Laughing gulls are also amazingly strong and precise flyers, able to hold their own in 6-knot winds. They just do everything with no panache or elan. They make everything look so … unremarkable.
Also – and this second category of my issues may be the biggest part – laughing gulls are assholes. I’ve given a whole PowerPoint presentation about this. But the short version is, they steal from and harass other birds when they don’t need to. Laughing gulls are pretty omnivorous, and insanely flexible in their diet. I could fill the rest of this column just listing the categories of food they can ingest and digest with no problem. So they are never lacking for sustenance.
When a brown pelican dives into the water and comes up with a gular pouch of fish, they need to sit for a few seconds to let the water drain out the sides of their mouth before swallowing. I can’t tell you how many times I’ve seen a laughing gull swoop in, land on top of the brown pelican’s head, and then pry the pelican’s bill open with their shorter, more chisel-like bill, so they can steal fish from the pelican’s mouth.
I’ve also seen them do very similar acts of kleptoparasitism to white ibis.
It’s just so unnecessary. And sure, maybe it is inapt and arguably insane to judge an animal’s behavior by fussy human moral codes, but come on. Not cool.
I am not arguing against their right to exist or anything. They no doubt fill a number of necessary ecological niches that help keep the natural world from falling into imbalance more than it already is. I just want them to do better.
My friend Matt Talbot is a serious home brewer. I am wowed and impressed by how good he is at it, how experimental he can get, how great it all tastes. (This is not just because he gives the beer to his friends for free.) The only hitch I see in his beer-making giddyup is the labels he puts on his bottles: Laughing Gull Brewing. I forgive him for this, despite having shared my opinions about the shortcomings of laughing gulls more than a few times.
I texted him when I started this column, asked him to make a defense of the laughing gulls, to show me what I might be missing. He texted back pretty quickly.

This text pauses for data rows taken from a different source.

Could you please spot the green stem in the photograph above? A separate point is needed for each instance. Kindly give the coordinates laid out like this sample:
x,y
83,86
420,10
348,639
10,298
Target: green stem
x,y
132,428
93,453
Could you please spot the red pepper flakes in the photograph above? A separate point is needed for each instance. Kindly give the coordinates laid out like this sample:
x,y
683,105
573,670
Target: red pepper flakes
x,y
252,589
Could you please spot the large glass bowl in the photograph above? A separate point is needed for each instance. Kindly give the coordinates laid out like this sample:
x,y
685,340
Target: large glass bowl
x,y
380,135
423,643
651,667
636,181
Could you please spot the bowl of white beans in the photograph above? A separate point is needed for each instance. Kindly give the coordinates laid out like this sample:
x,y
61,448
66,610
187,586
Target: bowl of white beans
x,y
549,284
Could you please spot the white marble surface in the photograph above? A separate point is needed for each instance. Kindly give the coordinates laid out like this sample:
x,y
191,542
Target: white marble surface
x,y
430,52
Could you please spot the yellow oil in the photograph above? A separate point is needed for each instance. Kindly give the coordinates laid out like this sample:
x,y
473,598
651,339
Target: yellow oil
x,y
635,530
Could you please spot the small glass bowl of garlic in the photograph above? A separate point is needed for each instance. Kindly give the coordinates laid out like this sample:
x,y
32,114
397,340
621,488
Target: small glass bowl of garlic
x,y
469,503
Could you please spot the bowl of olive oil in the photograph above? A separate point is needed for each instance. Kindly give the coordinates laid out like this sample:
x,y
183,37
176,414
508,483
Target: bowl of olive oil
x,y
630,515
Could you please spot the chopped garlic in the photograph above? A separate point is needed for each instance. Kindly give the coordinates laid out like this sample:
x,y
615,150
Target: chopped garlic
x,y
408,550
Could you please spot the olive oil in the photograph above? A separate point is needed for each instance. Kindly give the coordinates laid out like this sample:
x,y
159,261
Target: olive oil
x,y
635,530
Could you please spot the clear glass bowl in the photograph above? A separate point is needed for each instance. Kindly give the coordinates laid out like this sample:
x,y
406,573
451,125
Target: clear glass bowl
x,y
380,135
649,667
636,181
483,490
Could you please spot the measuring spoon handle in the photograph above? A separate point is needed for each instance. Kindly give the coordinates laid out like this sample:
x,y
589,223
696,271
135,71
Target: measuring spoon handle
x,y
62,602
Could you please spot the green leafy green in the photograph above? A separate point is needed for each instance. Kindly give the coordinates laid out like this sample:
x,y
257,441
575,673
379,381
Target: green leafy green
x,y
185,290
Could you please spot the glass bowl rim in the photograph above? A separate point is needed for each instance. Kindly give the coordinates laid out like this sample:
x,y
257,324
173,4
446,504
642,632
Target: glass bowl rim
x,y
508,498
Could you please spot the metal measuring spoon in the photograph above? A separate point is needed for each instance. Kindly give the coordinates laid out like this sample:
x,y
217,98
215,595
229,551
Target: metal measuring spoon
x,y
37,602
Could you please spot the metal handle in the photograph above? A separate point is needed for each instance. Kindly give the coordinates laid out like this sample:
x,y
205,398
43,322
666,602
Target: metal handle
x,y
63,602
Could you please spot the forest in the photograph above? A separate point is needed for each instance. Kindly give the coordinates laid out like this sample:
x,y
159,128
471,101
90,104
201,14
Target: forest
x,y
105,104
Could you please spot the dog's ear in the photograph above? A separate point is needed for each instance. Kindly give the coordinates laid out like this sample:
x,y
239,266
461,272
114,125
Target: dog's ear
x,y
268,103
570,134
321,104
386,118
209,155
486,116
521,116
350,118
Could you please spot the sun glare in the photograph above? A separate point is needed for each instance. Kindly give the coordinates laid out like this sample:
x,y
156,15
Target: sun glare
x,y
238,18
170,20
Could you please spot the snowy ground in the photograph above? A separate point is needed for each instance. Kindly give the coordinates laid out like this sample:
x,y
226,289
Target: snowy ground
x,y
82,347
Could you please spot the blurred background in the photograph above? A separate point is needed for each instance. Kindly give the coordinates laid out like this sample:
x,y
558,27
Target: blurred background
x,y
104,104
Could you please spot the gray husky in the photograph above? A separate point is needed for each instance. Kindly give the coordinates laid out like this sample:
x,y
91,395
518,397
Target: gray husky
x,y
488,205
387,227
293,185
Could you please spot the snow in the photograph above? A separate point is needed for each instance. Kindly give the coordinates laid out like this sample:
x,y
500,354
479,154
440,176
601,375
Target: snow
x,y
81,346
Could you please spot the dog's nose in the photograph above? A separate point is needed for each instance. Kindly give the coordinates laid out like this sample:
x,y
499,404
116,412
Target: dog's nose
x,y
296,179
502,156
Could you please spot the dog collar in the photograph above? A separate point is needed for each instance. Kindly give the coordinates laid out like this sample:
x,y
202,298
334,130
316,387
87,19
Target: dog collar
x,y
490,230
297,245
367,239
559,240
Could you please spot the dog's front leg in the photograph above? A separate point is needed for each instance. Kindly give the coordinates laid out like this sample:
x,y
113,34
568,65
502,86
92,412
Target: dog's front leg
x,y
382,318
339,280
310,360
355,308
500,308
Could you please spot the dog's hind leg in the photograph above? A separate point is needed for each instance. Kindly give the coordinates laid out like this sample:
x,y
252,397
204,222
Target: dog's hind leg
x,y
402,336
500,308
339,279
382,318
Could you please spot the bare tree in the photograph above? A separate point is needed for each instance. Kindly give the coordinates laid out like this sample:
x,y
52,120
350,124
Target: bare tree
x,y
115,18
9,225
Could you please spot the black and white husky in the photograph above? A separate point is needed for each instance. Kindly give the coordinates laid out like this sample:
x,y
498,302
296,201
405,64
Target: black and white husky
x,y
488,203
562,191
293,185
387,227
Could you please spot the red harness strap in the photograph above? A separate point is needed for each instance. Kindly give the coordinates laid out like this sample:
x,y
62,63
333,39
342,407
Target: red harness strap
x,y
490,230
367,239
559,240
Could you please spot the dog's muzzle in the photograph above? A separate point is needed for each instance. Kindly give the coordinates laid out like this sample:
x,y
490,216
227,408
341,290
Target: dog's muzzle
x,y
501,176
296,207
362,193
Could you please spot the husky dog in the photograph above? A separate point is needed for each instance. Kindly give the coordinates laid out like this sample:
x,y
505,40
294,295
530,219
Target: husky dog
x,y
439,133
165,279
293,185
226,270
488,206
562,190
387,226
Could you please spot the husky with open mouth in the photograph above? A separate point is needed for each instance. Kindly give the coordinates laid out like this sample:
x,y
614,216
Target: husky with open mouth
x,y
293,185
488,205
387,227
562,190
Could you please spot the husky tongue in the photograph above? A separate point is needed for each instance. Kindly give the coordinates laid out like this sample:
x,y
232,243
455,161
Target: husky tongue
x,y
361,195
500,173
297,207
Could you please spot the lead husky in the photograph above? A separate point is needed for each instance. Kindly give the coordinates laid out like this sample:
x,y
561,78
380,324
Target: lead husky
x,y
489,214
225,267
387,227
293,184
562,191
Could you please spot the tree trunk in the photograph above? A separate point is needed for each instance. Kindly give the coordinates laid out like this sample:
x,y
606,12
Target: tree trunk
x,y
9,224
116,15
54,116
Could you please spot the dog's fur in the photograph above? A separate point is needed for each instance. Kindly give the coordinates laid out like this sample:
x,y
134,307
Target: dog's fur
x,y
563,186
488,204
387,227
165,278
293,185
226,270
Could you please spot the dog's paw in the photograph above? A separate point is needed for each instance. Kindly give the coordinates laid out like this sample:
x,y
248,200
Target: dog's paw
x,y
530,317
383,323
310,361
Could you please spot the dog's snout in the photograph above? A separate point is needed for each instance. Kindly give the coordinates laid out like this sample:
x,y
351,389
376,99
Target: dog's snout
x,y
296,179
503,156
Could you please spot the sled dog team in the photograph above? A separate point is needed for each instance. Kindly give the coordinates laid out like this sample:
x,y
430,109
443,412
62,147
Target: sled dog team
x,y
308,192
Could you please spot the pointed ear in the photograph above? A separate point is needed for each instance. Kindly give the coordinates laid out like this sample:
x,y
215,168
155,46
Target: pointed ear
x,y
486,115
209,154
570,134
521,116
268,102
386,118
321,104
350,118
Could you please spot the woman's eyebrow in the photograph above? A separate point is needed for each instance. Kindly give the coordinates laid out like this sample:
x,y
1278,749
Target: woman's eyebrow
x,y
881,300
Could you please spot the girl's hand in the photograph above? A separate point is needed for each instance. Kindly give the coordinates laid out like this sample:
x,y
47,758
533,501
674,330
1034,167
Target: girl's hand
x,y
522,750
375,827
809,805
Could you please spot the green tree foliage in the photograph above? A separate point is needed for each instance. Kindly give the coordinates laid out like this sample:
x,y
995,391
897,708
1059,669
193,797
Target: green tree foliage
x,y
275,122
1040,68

“I like that they are unassuming, not flashy or looking to draw attention, but they have those smart eyes. They’re patient, observant and clever beach snack thieves. I’ve watched them stalk from a distance and wait for some shoobies to leave a bag of chips unattended, then literally open the bag and help themselves,” he texted. (Shoobies is somewhat pejorative slang for day trippers at the Jersey Shore.)
“They’re not laughing with us, they’re mockingly laughing at us and they’re right to,” he said.
Laughing gulls as agents of chaos — I may actually be able to warm to that theory.